I caught a brief glimpse of Brandon today near last period. Him and his...'attachment', Stevie. I think he knew I was there, but he made a real effort to not look my way. It shouldn't have hurt. Not at all. But...it kinda did in a way. I guess this is how Sam feels about Joanna not talking to him and straightening things out. Except...Brandon at least TRIED to make amends with me out of the goodness of his heart...and I fucked it all up, being jealous. Being SELFISH! I just...I wish that Brandon and I could at least be good friends again. JUST good friends. In the way that Sam and I are just good friends. I miss him. I really do.

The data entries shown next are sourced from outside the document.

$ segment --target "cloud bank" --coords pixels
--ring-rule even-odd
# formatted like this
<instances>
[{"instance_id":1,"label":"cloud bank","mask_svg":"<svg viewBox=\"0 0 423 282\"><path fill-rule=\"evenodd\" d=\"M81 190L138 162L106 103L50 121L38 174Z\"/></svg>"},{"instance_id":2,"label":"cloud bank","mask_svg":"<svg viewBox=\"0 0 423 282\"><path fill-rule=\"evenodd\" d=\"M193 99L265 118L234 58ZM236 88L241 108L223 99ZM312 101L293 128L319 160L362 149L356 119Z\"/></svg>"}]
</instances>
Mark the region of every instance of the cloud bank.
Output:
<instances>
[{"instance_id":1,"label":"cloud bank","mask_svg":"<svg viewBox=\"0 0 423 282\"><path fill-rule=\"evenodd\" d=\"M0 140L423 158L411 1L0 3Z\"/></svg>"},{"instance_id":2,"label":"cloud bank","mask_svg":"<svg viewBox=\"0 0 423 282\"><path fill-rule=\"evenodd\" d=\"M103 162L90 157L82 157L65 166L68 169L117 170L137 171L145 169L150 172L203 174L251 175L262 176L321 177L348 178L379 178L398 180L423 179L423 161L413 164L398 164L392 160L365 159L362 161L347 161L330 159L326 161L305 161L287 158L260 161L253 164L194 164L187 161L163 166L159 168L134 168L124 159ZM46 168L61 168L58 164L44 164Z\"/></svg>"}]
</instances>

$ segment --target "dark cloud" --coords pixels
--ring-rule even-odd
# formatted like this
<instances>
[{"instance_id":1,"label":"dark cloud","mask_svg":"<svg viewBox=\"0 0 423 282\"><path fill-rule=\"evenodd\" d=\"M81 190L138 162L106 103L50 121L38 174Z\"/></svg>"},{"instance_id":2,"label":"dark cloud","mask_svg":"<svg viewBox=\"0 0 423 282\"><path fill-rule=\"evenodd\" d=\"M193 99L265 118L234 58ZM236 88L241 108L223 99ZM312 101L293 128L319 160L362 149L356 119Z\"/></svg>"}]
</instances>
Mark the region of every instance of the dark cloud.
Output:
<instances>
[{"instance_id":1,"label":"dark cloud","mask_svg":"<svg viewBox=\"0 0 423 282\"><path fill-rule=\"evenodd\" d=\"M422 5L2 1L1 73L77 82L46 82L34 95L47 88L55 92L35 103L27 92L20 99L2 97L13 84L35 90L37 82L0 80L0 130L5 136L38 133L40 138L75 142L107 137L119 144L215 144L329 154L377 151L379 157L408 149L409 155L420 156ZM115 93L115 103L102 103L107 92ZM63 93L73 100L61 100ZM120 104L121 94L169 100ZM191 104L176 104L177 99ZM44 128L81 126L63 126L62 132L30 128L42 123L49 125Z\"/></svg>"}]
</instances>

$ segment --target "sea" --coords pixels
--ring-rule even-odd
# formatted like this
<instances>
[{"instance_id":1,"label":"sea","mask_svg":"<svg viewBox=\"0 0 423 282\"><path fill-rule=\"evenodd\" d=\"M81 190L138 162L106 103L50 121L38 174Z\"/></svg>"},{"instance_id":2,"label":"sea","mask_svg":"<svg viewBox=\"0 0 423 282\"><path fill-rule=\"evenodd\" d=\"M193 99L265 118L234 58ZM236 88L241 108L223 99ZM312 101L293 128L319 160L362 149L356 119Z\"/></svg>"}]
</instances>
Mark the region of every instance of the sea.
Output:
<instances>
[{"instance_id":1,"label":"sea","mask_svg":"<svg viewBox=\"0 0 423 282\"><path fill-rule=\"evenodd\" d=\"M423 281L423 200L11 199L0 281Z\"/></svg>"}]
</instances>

Anyway, I've gotta run. My homework is piling up, and it's killing me right now!
I wrote Lee an email tonight. Just to say 'I love you, and I miss you, and I wish we were together.' But he didn't answer this time. I guess I did write it kinda late though. Anyway, the FUNNY thing is...I ALMOST made a huge mistake and sent it to Jimmy LaPlane by accident!!! *THAT* would have been a freaking disaster! Hehehe! I'll be much more careful from now on. That isn't a screw up that I want to make. Jimmy would kill us both.
Anyway, I'll write more later. Seeya.